ROME: When Argentine President Javier Milei stepped onto the grounds of Giorgia Meloni‘s party festival at Rome’s Circus Maximus, a conservative fair that mixed holiday and Italy-First energy, he found a skating rink, a Christmas tree and an upbeat, anti-woke crowd. But with the visit, he got something more than recordings of Mariah Carey and meetings with Meloni, the prime minister of Italy and a conservative ally. He also received Italian citizenship.
Milei, whose grandparents emigrated from Italy to Argentina, received the citizenship because of his bloodline, Italy’s foreign ministry said this past week. The announcement sparked some anger among critics of the govt in Italy, who have long opposed Italy’s citizenship law for allowing people with distant Italian ancestry to get an Italian passport, but not granting citizenship to children of immigrants born in Italy.

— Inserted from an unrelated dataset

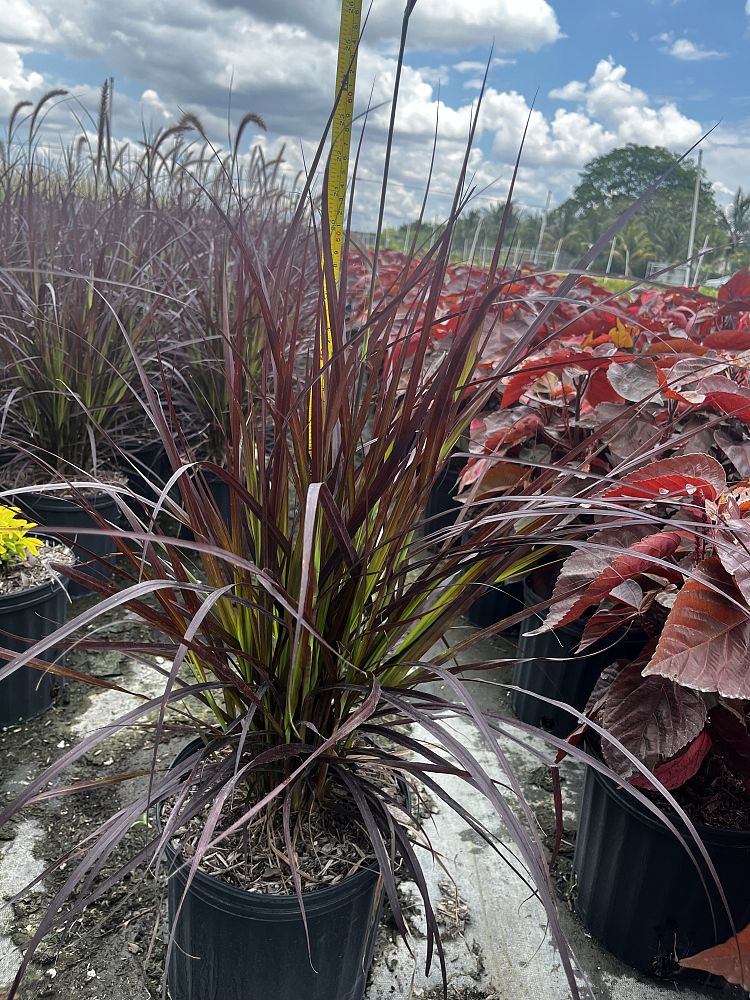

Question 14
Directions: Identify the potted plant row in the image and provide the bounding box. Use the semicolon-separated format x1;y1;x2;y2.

“Granting the Italian citizenship to President Milei is yet another slap in the face to boys and girls who were born here or live here permanently and have been waiting for citizenship for years and years, sometimes without any result,” Riccardo Magi, a liberal opposition lawmaker, wrote on X.
Italy doesn’t automatically grant citizenship to kids born in its borders, whether or not the parents are in the country legally. Liberals have proposed a referendum to change the law, but Meloni’s govt has resisted it. Milei has repeatedly expressed pride in his Italian ancestry, but hasn’t explained why, as a head of state, he would seek the citizenship of another country.